“This was one of the most thrilling events in all my years of doing access to justice work. It was a great honor to witness first-hand representatives from throughout the region pro-actively and positively working together, setting aside long-standing differences to achieve a clear common good — something almost unimaginable just a short time ago. – Bruce A. Lasky, Co-Director, BABSEACLE, shown here with GAJE members David McQuoid-Mason and Catherine Klein.
Incredible, amazing, fantastic, unbelievable, first of its kind, are just some of the ways to describe the First Middle-East Clinical Legal Education Colloquium, held in Mt. Nebo/ The Dead Sea, Jordan, from May 27-28. A select group of Global Alliance for Justice Education (GAJE) members were invited to provide support for the event, including Bruce Lasky of BABSEACLE.
BABSEACLE’s experience in the development of regional networks and the kind of insight it provides was considered vital to working with the network of legal educators from the Middle-East and North Africa.
The event was organized and supported by The Protection Project at the Johns Hopkins School of Advanced Inter-national Studies, in Washington D.C, USA, with substantive technical support from GAJE. The event was conceived during GAJE’s 6th Worldwide Confer-ence in Valencia, Spain, by Mohamed Mattar, Executive Director of the Protection Project, in consultation with the GAJE Steering Committee.

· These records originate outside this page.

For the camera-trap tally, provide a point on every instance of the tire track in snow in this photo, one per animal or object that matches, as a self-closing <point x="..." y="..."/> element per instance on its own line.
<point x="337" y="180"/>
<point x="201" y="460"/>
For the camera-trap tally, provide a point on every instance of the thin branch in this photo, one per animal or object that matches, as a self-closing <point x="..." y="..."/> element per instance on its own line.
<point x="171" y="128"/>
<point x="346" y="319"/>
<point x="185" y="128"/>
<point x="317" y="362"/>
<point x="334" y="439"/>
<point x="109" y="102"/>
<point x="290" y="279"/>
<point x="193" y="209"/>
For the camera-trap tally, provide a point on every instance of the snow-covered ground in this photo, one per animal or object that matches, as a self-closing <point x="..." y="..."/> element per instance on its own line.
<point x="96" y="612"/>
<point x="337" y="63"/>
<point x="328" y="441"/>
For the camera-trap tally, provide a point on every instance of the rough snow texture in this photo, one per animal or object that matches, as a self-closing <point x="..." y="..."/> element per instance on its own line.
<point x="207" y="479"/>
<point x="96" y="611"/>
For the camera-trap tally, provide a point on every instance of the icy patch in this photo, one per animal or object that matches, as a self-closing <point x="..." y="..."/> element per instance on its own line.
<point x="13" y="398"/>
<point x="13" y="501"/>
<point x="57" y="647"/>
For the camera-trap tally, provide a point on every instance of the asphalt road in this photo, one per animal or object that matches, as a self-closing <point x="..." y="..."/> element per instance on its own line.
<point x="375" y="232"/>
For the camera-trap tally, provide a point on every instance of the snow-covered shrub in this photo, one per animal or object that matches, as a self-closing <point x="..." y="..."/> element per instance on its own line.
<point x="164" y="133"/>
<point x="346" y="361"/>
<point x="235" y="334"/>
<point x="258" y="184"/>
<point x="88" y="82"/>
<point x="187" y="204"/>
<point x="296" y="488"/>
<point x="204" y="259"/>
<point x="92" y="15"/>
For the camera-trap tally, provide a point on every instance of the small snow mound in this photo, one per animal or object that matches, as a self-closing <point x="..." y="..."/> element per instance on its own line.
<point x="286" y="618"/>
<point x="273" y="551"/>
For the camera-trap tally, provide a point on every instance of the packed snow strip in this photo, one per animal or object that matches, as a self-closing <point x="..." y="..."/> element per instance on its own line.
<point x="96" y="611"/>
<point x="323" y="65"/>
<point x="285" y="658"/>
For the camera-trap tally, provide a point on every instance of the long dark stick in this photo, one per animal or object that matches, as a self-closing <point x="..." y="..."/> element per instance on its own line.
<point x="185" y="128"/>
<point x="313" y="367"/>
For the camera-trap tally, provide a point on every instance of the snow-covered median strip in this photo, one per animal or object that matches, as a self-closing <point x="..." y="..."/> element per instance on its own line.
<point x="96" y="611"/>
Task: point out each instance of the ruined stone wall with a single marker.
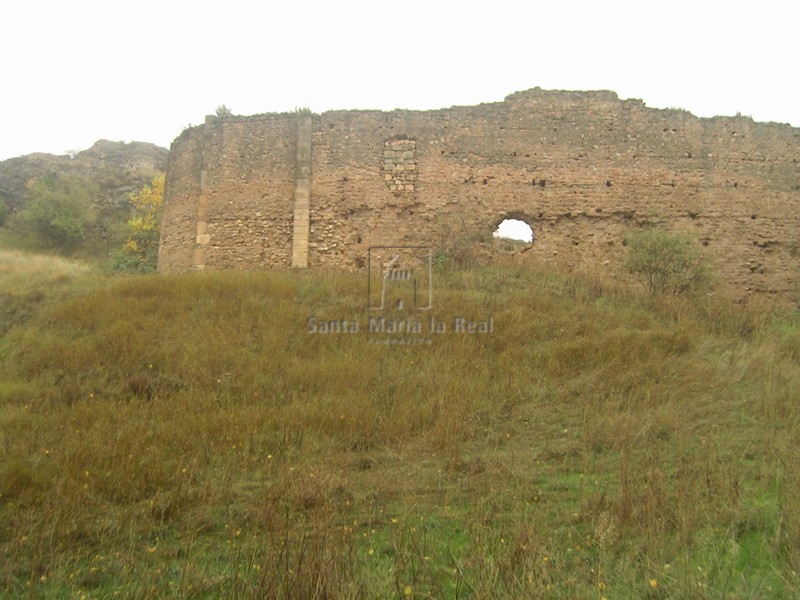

In addition to BABSEACLE, GAJE and CLE representatives came from South Africa, Bangladesh, Spain, the USA and Poland to provide support.
As the first forum of its kind in the Middle-East, the colloquium was primarily aimed at generating interest in clinical legal education in the region. It was also meant to help build the capacity of faculties of law to establish and develop new — or to expand and improve existing — clinical programs. While the clinical movement in the Middle East has been somewhat slower to develop than in other regions of the world, interest has been rising in recent years. A number of universities in the region now boast either beginning or fully developed clinical programs, including in Jordan, Egypt, Palestine, Israel, Afghanistan and Pakistan; and interest is growing among the Gulf Cooperation Council members and in the Maghreb.
The colloquium was designed to help build the capacity of those clinics, as well as to introduce the clinical method to those who remained reluctant, unsure, or unaware of CLE and its advantages. Participants agreed it was a success on both counts.